Loin de la sagesse antique, la modernité a érigé le modèle de l’être présumé infaillible, débarrassé de ses angoisses et de toute forme de négativité. Ainsi, lorsque les performances d’un sportif diminuent, il est dans le doute. La fragilité d’une personne – physique ou psychique – doit être combattue coûte que coûte pour qu’elle reste qualifiée dans la grande compétition économique qui laisse les plus faibles sur le bas-côté.

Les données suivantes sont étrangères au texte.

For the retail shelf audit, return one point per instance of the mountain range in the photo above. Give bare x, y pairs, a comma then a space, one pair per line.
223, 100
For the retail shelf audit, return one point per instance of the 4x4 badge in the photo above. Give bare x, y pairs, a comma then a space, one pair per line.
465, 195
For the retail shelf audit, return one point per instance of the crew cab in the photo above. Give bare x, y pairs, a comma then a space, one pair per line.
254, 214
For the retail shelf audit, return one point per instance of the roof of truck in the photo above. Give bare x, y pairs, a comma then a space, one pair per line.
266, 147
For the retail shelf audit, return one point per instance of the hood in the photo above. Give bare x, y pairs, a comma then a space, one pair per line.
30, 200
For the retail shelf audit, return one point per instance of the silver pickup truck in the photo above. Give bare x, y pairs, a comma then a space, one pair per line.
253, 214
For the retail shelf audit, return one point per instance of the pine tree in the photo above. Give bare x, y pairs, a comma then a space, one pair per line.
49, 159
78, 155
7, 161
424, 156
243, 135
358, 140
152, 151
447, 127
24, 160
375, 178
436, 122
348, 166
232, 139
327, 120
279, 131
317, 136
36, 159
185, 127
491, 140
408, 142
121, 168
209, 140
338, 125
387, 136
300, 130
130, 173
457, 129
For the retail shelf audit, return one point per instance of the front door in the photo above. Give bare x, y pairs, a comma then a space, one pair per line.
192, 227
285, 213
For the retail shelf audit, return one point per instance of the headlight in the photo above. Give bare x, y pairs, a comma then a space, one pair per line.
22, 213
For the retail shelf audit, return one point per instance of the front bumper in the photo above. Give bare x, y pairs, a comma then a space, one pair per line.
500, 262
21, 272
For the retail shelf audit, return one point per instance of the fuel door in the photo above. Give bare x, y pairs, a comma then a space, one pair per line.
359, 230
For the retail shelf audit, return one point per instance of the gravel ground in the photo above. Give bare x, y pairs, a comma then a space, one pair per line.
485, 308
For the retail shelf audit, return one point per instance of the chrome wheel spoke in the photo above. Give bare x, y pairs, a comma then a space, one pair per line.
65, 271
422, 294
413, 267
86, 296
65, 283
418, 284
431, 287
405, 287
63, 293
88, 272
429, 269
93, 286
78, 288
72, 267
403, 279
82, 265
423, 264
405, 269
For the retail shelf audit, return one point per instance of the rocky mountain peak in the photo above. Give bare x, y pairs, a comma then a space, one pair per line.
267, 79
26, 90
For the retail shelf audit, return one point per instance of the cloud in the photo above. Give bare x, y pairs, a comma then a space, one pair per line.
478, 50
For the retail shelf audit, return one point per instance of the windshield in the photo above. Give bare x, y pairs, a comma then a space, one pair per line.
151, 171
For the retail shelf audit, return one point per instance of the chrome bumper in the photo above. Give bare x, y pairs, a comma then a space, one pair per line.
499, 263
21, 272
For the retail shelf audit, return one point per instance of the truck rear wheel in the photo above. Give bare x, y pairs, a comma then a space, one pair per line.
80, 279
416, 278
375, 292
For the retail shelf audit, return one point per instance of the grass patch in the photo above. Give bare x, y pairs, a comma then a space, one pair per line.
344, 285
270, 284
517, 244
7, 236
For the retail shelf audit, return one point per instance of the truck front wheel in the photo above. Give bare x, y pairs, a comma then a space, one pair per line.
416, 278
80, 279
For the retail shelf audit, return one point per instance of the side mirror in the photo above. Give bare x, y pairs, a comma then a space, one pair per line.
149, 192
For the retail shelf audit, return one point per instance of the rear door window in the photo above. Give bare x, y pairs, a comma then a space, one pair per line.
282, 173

Le culte de l’argent-roi est la conséquence de cette exaltation contemporaine de la force. Le culte de la richesse a pour corollaire l’élimination du moins valeureux. Du moins « courageux ». Pourtant, la conscience de notre fragilité est constitutive de notre humanité. Elle en est le fondement. La nier n’équivaut-il pas à rejeter l’humain dans son ensemble ?
Éloge de la fragilité
La définition du Littré est éclairante : « FRAGILE, FRÊLE., Ces deux mots sont, à l’origine, identiquement les mêmes, frêle étant la dérivation ancienne et régulière du latin fragilis, et fragile étant le calque fait postérieurement sur le mot latin. Mais l’usage a mis une différence entre les deux : fragile est ce qui se brise facilement ; frêle est ce qui se soutient à peine. Le verre est fragile, un roseau est frêle ». Nous songeons immédiatement à La Fontaine et à sa fable « Le Chêne et le roseau » et à Blaise Pascal : « L’homme n’est qu’un roseau, le plus faible de la nature, mais c’est un roseau pensant. (…) Mais quand l’univers l’écraserait, l’homme serait encore plus noble que ce qui le tue, parce qu’il sait qu’il meurt, et l’avantage que l’univers a sur lui, l’univers n’en sait rien ». La force de l’homme est donc conscience de sa fragilité.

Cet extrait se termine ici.